The A350 is now due to enter service in 2013, five years behind the 787 and a year later than announced at July's Farnborough Air Show, where Airbus vowed that its new design would be significantly cheaper to operate than the 787.
In order to deliver on that pledge, Airbus has since increased the use of composites and the overall program cost - now euro11.6 billion (US$15.4 billion), compared with the US$10.6 billion announced at Farnborough.
"You don't come out with a 'me-too' airplane five years later," Airbus' Leahy said as he unveiled the new specifications this month.
EADS says a large, unspecified share of that cost will be met from its own cash-flow and from cost-cutting at Airbus, while suppliers will be invited to contribute euro1.8 billion (US$2.4 billion) through risk-sharing investments.
But the main EADS shareholders - DaimlerChrysler, Lagardere and the French government - have so far failed to agree on where the rest of the cash will come from.

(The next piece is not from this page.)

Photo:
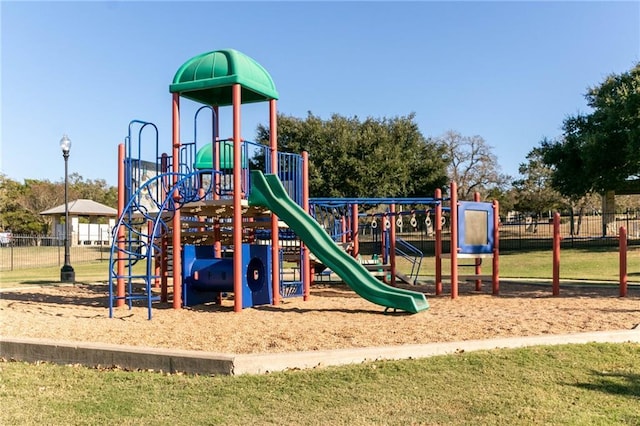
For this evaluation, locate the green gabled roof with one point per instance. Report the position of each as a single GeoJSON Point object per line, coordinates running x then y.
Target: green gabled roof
{"type": "Point", "coordinates": [208, 78]}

EADS, Airbus and the governments of France, Germany, Britain and Spain must also decide what if any public aid the A350 program will receive. A renewed aid pledge could inflame a long-running EU-US trade dispute over subsidies to Boeing and Airbus.

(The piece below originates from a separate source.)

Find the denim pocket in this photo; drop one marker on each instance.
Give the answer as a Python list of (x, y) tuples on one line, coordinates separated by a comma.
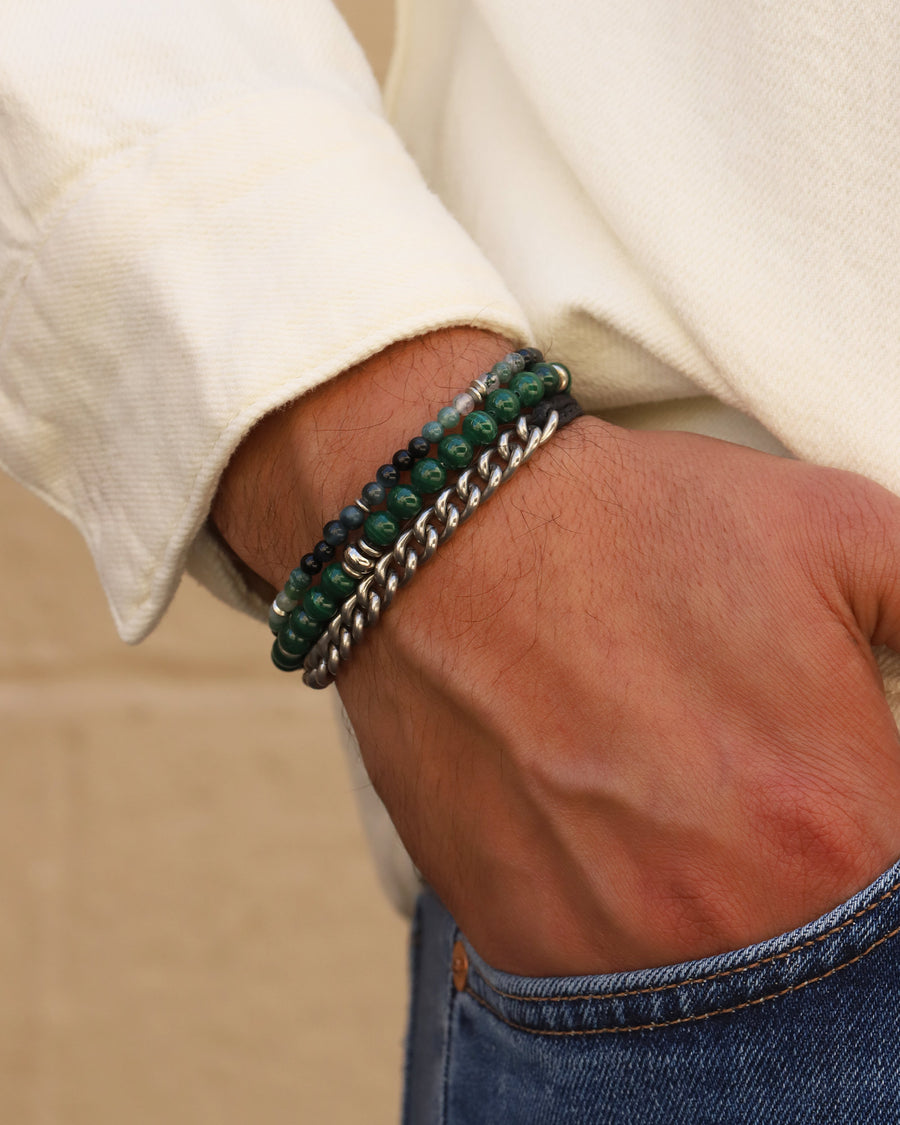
[(651, 999), (802, 1027)]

With three years to go before the bulk of the A350 program costs kick in, it is the restructuring at Airbus that poses the more immediate challenge - and the bigger headache for 2007.

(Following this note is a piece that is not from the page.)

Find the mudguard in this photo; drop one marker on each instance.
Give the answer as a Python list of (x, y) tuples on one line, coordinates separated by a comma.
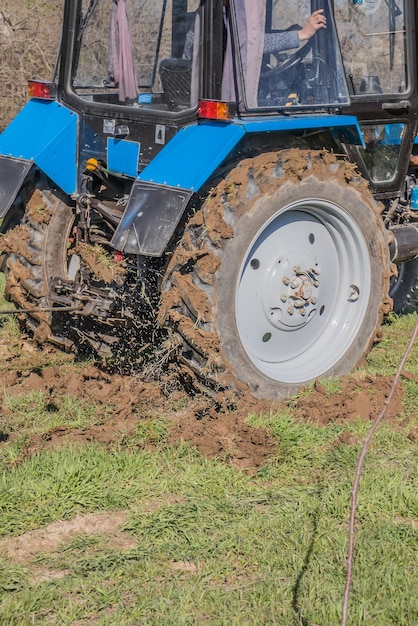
[(44, 133), (162, 191), (12, 174)]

EADS co-CEO Louis Gallois, who also became Airbus chief executive in October, warned at the time of "painful" job cuts as Airbus seeks to save cash by rethinking its sprawling production lines - which traditionally split final assembly of each plane between France and Germany.
Airbus has still given no indication of where the A350 will be built. With the French and German governments already bristling over likely job cuts, the French presidential election in April could complicate Gallois' pledge to finalize the shake-up early in the year.
Forgeard's July ouster revived Franco-German cooperation within EADS but did not remove tensions inherent in the company's split structure.
Gallois, the new French co-chief executive, has said he sees little likelihood of changes to the management setup, despite the frustrations felt by both CEOs, who would "prefer to be alone." Later the same day, German co-chief executive Tom Enders predicted that EADS shareholders would eventually choose a single boss.
Airbus cannot afford any more of the infighting that produced the A380 catastrophe by undermining coordination between facilities in Toulouse and Hamburg, Germany.
Even in the market for smaller jets, which it still narrowly leads, Airbus has set itself a serious challenge: increasing production of single-aisle A320 planes by 20 percent in two years to meet delivery commitments and avoid more compensation payments to disgruntled customers.
The best news Airbus can hope for in 2007 - besides a successful A320 ramp-up, internal harmony and restraint from politicians as the company restructures - could be a slip by its Chicago-based rival.
Boeing warned in July that the 787 was facing weight problems and supplier delays but insisted the program was on budget. Since then, the company has announced $635 million in additional spending to pare the excess weight while - so far - maintaining its mid-2008 schedule for entry into service, with the first flight promised next year.
Boeing Commercial Airplanes chief executive Scott Carson admonished workers to "stay humble" about the company's newfound leadership, in a recent interview with an internal company magazine.
"The risk we face is thinking we are doing well and can relax," he said.